Mr. Goncalves added: “The investment at Middletown Works is confirmation that Cleveland-Cliffs is the benchmark for iron and steelmaking technology in the world, ahead of Japan, Korea, Europe, and China. Our experience in using natural gas has seamlessly catalyzed our transition into using hydrogen. Middletown and Butler Works are both critically important to the success of Cleveland-Cliffs and the industrial might of the United States.
https://www.clevelandcliffs.com/news/news-releases/detail/629/cleveland-cliffs-selected-to-receive-575-million-in-us#:~:text=(NYSE:%20CLF)%20announced%20today,and%20Butler%20Works%20in%20Pennsylvania.
Probs with hydrogen: #1 its the smallest atom (periodic table) — it leaks everywhere — whats gonna hold it?
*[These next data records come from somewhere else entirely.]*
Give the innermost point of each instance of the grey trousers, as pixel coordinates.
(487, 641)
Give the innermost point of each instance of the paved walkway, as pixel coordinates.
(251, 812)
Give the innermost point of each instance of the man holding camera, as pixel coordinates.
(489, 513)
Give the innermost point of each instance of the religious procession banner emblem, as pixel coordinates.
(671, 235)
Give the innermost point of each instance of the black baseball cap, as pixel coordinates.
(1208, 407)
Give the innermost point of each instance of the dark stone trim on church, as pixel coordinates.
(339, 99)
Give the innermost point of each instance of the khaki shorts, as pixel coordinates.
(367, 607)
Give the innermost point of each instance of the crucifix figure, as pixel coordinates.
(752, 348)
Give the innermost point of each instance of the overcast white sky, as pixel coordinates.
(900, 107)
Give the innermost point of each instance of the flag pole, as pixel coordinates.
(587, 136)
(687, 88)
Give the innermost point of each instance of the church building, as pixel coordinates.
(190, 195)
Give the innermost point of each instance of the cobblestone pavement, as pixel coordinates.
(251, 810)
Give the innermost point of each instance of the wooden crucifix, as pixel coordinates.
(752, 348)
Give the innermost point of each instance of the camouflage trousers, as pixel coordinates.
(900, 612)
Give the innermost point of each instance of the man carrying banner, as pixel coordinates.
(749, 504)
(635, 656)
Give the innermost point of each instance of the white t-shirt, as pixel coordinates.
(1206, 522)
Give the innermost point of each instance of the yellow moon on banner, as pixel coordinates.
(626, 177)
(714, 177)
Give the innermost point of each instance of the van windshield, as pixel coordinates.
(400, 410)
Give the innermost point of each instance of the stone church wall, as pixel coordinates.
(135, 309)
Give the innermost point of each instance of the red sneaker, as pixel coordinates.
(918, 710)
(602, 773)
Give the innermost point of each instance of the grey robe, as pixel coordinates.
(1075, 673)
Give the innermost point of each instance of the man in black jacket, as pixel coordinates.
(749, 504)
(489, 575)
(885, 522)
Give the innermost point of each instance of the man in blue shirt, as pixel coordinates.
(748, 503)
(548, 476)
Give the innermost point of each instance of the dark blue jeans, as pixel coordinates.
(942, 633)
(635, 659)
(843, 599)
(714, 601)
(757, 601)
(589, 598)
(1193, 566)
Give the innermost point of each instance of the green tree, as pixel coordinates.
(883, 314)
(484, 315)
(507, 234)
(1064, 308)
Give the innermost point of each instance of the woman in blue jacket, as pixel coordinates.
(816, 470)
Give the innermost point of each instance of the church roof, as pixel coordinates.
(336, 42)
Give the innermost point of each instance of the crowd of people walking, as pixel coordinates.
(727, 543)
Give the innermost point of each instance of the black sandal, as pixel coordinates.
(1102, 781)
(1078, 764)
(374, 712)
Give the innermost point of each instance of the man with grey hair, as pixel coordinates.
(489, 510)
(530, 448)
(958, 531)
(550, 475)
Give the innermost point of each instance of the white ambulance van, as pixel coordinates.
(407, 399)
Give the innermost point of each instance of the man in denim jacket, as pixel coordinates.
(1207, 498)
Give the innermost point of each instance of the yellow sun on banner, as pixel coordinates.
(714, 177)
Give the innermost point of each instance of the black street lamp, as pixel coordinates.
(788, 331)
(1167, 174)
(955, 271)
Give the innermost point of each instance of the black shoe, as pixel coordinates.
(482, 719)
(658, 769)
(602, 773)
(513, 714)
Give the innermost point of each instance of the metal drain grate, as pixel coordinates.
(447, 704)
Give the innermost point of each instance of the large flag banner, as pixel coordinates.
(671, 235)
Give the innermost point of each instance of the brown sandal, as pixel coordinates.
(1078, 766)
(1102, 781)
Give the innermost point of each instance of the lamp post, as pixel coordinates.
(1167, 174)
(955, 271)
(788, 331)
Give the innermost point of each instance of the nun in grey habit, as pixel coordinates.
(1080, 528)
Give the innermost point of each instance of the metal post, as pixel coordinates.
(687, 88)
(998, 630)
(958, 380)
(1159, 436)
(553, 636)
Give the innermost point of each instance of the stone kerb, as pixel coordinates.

Prob #2, hydrogen is most commonly made from natural gas/methane (NH4), so you really dont have a “new” alternative fuel source.
Japan solved cheap hydrogen with waste heat from Nuclear plants.
There’s some interesting exploration work looking for natural hydrogen deposits.
If it plays out, hydrogen might become affordable enough to burn for energy.
I have a folder about underground pocket of hydrogen that results from water reacting with iron contaning rock.